Future Directions in Viral Metagenomics
Future research in viral metagenomics is expected to focus on integrating multi-omics approaches, such as combining metagenomics with transcriptomics, proteomics, and metabolomics, to better understand viral functions and host interactions (Li et al., 2021). In environmental monitoring, portable sequencing technologies and real-time bioinformatics tools are being developed to track viral diversity and detect emerging pathogens in ecosystems impacted by climate change and human activity (Brum and Sullivan, 2015). In clinical settings, viral metagenomics could enhance personalized medicine by enabling rapid, unbiased pathogen detection and by informing tailored therapeutic strategies based on host–virome interactions (Chiu and Miller, 2019). In addition, advances in artificial intelligence and machine learning are expected to improve viral sequence identification, functional annotation, and prediction of virus-host dynamics (Ren et al., 2020). These developments, alongside ethical frameworks for data use and biosafety, will shape the next generation of viral metagenomics applications.
Conclusion
Human viral metagenomics has fundamentally reshaped our understanding of viral infections, enabling the detection and characterization of known and novel viruses with unparalleled accuracy.
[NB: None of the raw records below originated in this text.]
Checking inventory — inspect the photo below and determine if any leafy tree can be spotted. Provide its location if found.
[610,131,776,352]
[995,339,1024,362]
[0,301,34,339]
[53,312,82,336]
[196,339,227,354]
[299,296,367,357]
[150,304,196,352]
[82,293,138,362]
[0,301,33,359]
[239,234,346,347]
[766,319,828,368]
This approach has significantly advanced the study of viral diversity, pathogenesis, and host–virus interactions, especially in the context of emerging and reemerging pathogens. While challenges such as data interpretation, contamination, and the need for robust computational tools persist, the ongoing evolution of sequencing technologies, AI-driven analysis, and multi-omics approaches promises to overcome these hurdles. Future research should focus on expanding reference databases, developing real-time surveillance tools, and exploring the role of the virome in noninfectious diseases such as cancer and autoimmune disorders. Looking ahead, the integration of viral metagenomics with other cutting-edge technologies and interdisciplinary collaboration will enhance our ability to monitor and combat viral diseases. The application of viral metagenomics in public health holds vast potential, from early outbreak detection and antimicrobial resistance monitoring to informing vaccine design and personalized medicine. To maximize impact, interdisciplinary collaboration is essential, alongside the development of ethical guidelines and infrastructure to support global data sharing. Policymakers, researchers, and public health officials should prioritize investment in metagenomic surveillance systems, training in computational virology, and frameworks for integrating metagenomic data into routine diagnostics and public health strategies. Ultimately, human viral metagenomics will continue to play a pivotal role in shaping the future of virology, public health, and the development of novel diagnostic and therapeutic strategies.
Authors’ Contributions
The author was responsible for all aspects of the research, including conceptualization, methodology, data collection, analysis, and article preparation.
Footnotes
Author Disclosure Statement
No conflicting financial interests exist. In this review, the authors declare no competing interests, indicating they have no affiliations or financial involvement that could potentially sway their findings.
Funding Information
No funding was received for this article.